Eventually the floor manager returns, “You are absolutely right madam, the price on the shelf says £1.25. Let me check the bill so far on the machine.” She takes a minute to look. “Yes, there it is, as plain as day, £1.26 on the bill. You are obviously very quick witted madam”. This was said with a smile but none was returned. The manager turned to the checkout assistant and said, “Miriam, please give the customer a penny back from the till and I will go and make a note of this. The system needs to be corrected.” With another smile that, once again was not returned, the floor manager left.
Me (thinking): “YES, a result! Give her the penny and we’re off!”
The assistant opened the till and said, “Oh! I don’t have a penny. Could I give you 2p for a penny change?”
Fur Coat (after looking through her purse) “I don’t have a penny either”.
By now I am frantically going through my pocket to find a penny and magically, I just happened to have one! “I’ve got a penny” I blurt out rather too loudly. People turn and look. I proudly hold up the coin.
Assistant: “I’m sorry sir. I’m not allowed to let another customer lose out but wait a minute, maybe I have one in my bag.” Miriam reaches down and, in that small space, manages to squeeze her handbag onto her lap. She then balances it on her knees whilst she takes out her purse and opens it. “Yes, here is one, please take it.”
Still balancing her bag and open purse on her knee Miriam tries to place the penny in the lady’s hand but does not quite manage it. There is a fumble and the penny drops. I cannot believe what is happening. It catches the edge of the fur coat on the way down and when it lands it starts to roll across the floor, with three pairs of eyes glued to it.”
My thoughts, “NOOOOooooooo!!!! Not under the shelves. PLEEEEEASE not under a display unit. Time seemed to slow down…… as it rolled on and on.

I’ve often wondered if scientists have ever carried out a survey of things dropped in a kitchen. Category ONE would be those that land, wobble a bit and then just sit there waiting to be picked up. Category TWO would be (in my world) the seemingly huge number of objects that catch the edge of something that happens to be at the perfect angle to make them roll off in the exact direction to take them straight under the washing machine. With Category Two items I always end up thinking, “Well you couldn’t do that again in a million years”. I seem to end up thinking that quite often.

Well, I can tell you now, that penny which was rolling across the floor as time slowed right down and with me screaming inside, was definitely a Category Two item. Yes, you’ve guessed it. The 1p went straight under the nearest display unit and showed no sign of stopping.

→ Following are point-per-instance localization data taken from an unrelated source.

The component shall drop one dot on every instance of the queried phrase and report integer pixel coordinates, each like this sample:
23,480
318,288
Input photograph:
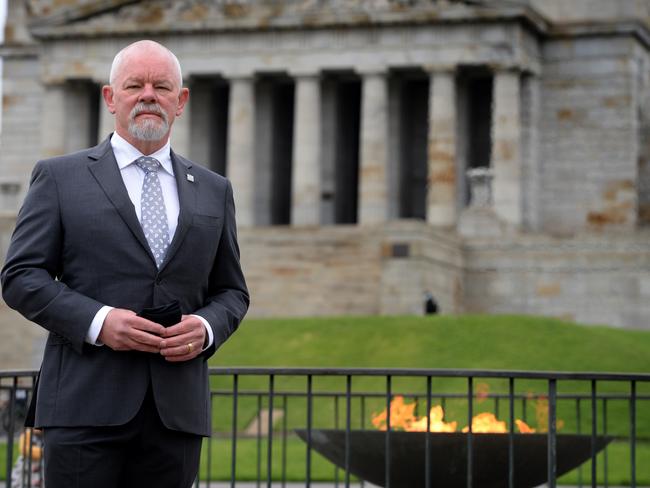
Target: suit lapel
105,170
186,200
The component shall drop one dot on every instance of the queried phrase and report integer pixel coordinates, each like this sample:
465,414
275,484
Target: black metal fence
275,426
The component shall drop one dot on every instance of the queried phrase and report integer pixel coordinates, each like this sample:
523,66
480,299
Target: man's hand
123,330
183,341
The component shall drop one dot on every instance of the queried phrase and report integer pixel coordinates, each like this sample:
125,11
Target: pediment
100,18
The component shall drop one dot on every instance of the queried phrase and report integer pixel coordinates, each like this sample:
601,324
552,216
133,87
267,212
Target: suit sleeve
30,274
228,298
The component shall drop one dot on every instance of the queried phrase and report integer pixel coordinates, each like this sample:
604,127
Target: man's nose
148,94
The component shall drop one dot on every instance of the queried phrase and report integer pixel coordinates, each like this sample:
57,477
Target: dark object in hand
165,315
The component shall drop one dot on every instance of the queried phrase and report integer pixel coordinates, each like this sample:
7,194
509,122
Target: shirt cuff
208,329
96,326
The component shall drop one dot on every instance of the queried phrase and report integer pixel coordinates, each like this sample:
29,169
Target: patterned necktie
153,214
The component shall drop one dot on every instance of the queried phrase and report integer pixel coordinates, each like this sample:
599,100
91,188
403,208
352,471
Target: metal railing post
470,435
552,433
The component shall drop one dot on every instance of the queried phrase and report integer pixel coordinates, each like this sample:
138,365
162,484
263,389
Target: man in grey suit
103,234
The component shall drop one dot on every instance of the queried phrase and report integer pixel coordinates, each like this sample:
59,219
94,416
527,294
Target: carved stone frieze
110,17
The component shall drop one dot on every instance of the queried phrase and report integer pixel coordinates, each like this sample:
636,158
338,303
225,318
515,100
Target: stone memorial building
491,153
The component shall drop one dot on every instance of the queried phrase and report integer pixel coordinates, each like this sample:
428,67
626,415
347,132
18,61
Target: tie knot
148,164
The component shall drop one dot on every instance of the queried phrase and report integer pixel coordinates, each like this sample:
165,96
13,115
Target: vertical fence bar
470,435
388,415
348,420
209,467
427,442
633,434
259,441
10,429
362,404
233,445
285,422
605,458
552,433
594,431
269,445
336,426
309,427
511,434
579,431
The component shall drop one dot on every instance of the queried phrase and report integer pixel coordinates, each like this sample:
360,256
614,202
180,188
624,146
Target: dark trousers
139,454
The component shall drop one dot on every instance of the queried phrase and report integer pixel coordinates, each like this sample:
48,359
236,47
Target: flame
485,423
402,418
523,427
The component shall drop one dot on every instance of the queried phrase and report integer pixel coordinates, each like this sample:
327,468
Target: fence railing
275,426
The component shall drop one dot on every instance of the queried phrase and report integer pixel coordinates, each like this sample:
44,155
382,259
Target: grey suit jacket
78,246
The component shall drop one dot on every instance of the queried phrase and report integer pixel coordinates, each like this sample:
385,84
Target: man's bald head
140,47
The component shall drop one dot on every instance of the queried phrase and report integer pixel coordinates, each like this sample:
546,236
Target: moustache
151,108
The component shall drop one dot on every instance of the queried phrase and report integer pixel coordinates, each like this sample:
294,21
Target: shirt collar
126,154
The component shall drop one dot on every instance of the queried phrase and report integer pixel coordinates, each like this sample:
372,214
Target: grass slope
477,342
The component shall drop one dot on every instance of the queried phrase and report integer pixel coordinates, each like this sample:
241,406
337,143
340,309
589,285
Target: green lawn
450,342
467,342
482,342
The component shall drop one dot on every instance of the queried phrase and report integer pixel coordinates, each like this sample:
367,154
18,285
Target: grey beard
148,130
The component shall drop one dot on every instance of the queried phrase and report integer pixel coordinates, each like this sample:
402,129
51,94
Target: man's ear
183,97
107,94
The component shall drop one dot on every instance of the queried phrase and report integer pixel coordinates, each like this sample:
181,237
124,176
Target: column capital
441,69
506,68
305,73
372,71
239,76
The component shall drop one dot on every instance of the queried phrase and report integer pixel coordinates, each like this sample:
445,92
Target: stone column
106,121
54,120
306,184
241,148
180,135
506,147
442,150
373,166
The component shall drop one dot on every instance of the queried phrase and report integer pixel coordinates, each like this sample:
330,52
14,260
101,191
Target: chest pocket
206,220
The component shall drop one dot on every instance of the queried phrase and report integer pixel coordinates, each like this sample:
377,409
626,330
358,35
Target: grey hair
120,56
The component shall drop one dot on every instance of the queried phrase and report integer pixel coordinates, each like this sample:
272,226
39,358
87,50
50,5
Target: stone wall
595,278
20,138
589,138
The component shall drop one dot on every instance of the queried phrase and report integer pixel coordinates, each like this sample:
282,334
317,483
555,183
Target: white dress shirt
133,177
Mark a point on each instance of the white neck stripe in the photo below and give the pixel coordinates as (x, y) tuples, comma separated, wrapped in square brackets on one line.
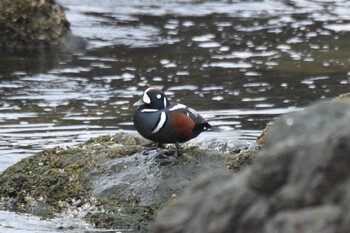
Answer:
[(149, 110), (161, 123)]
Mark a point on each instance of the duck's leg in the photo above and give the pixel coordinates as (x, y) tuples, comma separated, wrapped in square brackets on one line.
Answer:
[(158, 146), (166, 157), (177, 150)]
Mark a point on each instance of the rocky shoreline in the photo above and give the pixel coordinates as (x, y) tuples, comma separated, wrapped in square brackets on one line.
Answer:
[(108, 181), (28, 25)]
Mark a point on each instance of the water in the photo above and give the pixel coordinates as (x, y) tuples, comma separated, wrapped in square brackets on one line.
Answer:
[(240, 64)]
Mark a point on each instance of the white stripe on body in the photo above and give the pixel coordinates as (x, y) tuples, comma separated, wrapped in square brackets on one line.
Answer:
[(161, 123)]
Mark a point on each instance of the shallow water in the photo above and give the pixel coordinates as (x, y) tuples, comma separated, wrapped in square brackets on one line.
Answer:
[(240, 64)]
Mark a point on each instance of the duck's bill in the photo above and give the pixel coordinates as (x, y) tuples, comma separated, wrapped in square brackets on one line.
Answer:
[(139, 103)]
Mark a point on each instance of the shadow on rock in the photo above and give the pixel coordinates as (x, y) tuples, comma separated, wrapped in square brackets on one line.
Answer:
[(299, 182), (108, 181)]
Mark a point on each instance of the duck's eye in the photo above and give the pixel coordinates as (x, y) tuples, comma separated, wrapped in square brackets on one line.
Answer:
[(146, 99)]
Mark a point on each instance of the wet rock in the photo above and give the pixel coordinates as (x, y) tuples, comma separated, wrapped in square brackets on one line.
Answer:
[(108, 181), (28, 24), (299, 182)]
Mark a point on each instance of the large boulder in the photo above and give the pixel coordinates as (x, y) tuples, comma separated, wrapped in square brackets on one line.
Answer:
[(299, 182), (28, 24), (108, 181)]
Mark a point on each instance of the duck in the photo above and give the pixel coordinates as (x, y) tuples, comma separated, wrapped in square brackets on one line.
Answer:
[(163, 122)]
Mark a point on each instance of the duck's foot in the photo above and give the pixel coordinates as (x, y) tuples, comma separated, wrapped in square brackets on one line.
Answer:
[(156, 148), (168, 156)]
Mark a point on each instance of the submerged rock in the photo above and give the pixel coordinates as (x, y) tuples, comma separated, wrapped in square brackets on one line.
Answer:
[(27, 24), (299, 182), (107, 180)]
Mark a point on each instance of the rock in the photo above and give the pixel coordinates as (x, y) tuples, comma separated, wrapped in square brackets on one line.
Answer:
[(299, 182), (28, 24), (107, 181)]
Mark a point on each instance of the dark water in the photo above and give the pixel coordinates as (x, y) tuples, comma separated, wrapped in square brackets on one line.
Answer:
[(239, 63)]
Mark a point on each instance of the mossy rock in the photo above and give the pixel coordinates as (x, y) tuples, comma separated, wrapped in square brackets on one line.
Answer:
[(108, 179), (28, 24)]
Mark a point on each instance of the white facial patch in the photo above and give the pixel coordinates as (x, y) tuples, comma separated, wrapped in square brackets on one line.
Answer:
[(178, 106), (149, 110), (146, 98), (164, 100), (161, 122), (193, 112)]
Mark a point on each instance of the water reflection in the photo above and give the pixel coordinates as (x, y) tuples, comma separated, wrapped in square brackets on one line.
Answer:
[(239, 63)]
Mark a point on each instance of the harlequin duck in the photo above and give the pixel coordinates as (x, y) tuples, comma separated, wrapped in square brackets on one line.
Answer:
[(163, 122)]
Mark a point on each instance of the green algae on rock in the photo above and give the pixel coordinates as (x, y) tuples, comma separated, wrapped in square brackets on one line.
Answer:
[(28, 24), (107, 179)]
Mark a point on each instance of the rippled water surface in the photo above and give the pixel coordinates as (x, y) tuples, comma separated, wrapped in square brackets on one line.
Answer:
[(240, 64)]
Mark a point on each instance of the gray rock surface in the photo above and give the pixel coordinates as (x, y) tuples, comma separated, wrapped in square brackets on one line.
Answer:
[(299, 182), (108, 181)]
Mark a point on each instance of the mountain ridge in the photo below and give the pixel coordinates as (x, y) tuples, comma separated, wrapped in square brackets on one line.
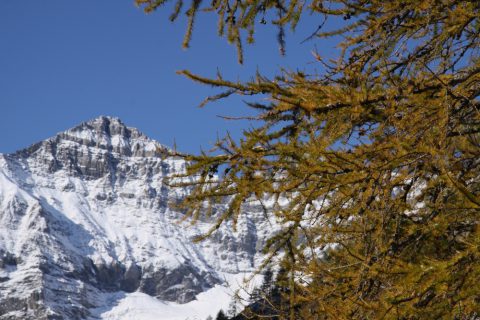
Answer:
[(88, 207)]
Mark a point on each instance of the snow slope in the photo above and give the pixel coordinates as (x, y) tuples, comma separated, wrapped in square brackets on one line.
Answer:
[(86, 232)]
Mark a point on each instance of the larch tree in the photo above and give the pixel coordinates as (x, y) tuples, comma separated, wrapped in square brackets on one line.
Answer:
[(378, 156)]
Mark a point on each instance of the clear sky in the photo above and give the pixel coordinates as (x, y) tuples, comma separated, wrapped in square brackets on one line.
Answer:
[(65, 62)]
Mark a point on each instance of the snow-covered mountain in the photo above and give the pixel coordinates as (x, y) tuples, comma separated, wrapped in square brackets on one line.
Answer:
[(86, 232)]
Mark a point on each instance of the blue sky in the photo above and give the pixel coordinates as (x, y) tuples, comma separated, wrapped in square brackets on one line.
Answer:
[(65, 62)]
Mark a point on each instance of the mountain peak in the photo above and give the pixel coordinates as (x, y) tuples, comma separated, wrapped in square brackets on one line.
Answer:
[(93, 147)]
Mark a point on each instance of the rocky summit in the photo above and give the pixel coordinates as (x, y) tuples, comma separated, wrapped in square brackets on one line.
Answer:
[(85, 221)]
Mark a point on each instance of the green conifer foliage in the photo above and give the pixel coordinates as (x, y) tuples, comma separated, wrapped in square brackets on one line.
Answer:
[(378, 157)]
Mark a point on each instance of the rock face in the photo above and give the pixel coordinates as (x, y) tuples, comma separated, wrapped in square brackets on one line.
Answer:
[(85, 212)]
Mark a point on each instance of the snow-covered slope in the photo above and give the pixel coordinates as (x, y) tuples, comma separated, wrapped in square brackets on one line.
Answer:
[(86, 231)]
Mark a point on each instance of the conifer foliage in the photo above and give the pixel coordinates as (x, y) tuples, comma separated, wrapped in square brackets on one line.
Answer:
[(378, 156)]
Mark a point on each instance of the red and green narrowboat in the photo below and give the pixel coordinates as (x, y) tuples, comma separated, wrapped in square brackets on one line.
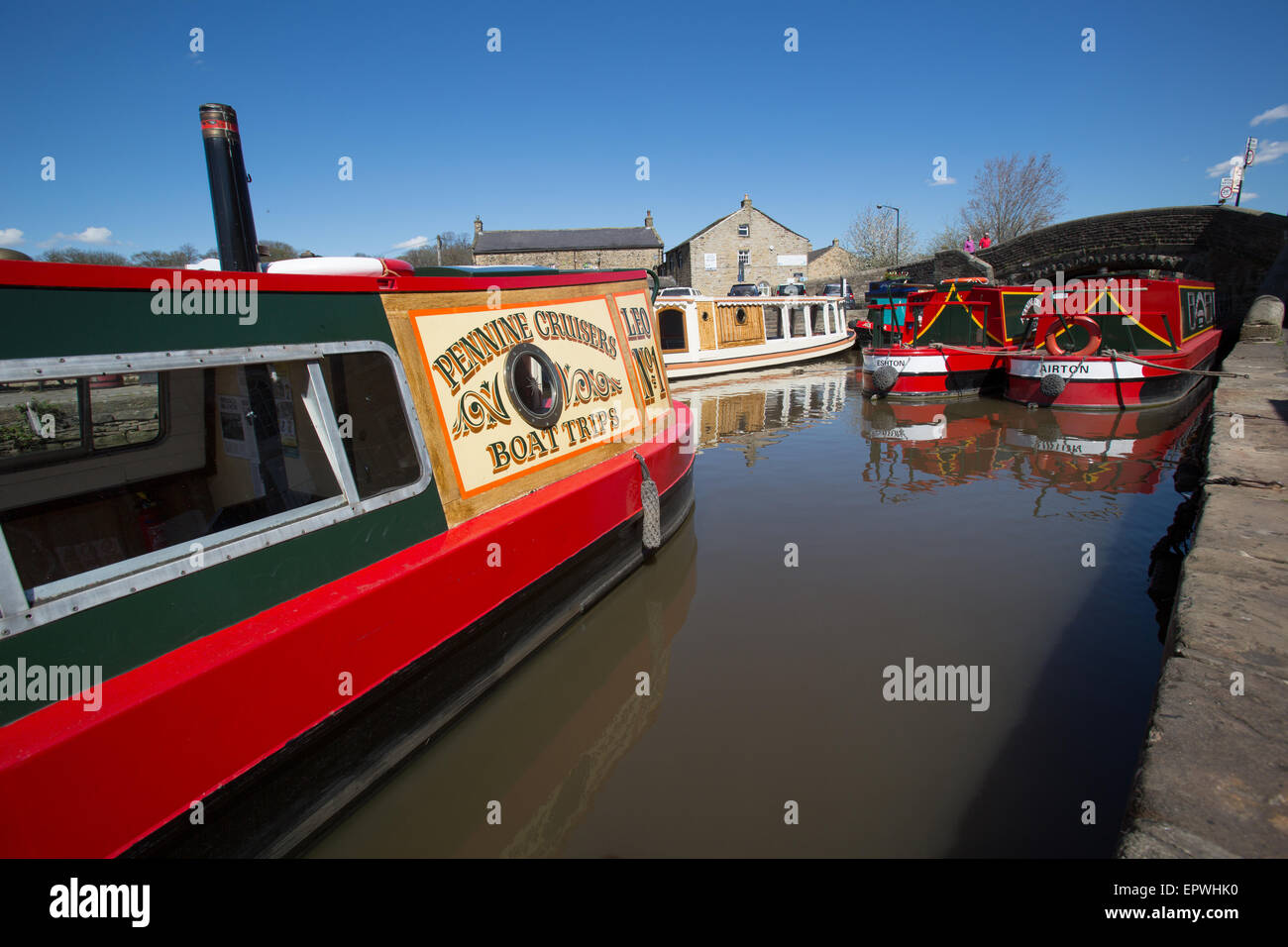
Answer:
[(318, 517), (951, 342), (1120, 343)]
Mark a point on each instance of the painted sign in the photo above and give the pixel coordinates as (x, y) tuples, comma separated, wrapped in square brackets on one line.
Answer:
[(1198, 309), (518, 389)]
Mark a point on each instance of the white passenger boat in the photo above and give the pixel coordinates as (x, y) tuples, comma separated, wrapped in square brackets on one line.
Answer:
[(706, 335)]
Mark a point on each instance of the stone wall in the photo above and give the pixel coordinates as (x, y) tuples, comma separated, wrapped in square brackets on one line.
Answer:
[(1232, 247)]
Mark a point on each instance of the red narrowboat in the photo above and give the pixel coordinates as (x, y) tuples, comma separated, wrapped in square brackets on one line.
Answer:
[(325, 508), (1119, 343), (952, 342)]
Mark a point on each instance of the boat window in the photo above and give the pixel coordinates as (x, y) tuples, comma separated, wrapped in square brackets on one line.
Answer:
[(798, 322), (146, 470), (48, 420), (372, 421), (671, 326), (773, 322)]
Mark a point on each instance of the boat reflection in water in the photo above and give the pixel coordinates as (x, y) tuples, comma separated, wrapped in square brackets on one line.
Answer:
[(544, 742), (756, 408), (1068, 451)]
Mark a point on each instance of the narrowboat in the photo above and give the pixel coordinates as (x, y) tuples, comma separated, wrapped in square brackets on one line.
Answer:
[(1119, 343), (889, 295), (321, 513), (708, 335), (1067, 451), (951, 342)]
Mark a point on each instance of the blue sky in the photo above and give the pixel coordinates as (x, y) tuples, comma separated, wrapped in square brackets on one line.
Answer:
[(546, 132)]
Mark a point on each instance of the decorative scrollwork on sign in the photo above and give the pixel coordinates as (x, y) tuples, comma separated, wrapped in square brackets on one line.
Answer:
[(480, 410), (587, 385)]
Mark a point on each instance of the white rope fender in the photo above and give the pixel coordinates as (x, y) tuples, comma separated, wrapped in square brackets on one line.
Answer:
[(651, 506)]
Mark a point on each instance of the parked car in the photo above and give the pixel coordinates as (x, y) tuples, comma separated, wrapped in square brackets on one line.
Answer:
[(835, 289)]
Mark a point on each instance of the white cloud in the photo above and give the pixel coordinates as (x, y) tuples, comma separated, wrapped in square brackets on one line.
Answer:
[(1223, 170), (1271, 115), (90, 235)]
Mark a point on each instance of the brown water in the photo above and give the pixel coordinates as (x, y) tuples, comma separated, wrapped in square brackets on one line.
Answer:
[(949, 540)]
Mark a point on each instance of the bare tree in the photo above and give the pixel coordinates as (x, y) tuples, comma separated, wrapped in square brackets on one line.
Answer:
[(871, 237), (952, 236), (187, 253), (1014, 196), (71, 254), (458, 250)]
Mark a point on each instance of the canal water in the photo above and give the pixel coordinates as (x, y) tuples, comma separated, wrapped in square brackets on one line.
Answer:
[(836, 548)]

I think I must have stood there with my mouth open. Clearly for me it was “Wrong Queue, Wrong Time.”
I turned back to the till, where with some shock I saw Fur Coat shrug her shoulders and say, as if the shop assistant was a fool, “Chop, chop, let’s get on shall we? Don’t worry about it. It’s only a penny.” The bill was settled and she walked off moments later.
I don’t think I often stand around in public with my mouth wide open, lost for words, but I did at that moment. I’m very sad to say I even considered shouting, “What was all that about?”
Seconds after that, whilst still wondering at the whimsy of human nature, I was being served and a large queue had formed behind me. It was quite a relief to realise the newcomers must, in some subconscious way, have defined me as “an ordinary customer”.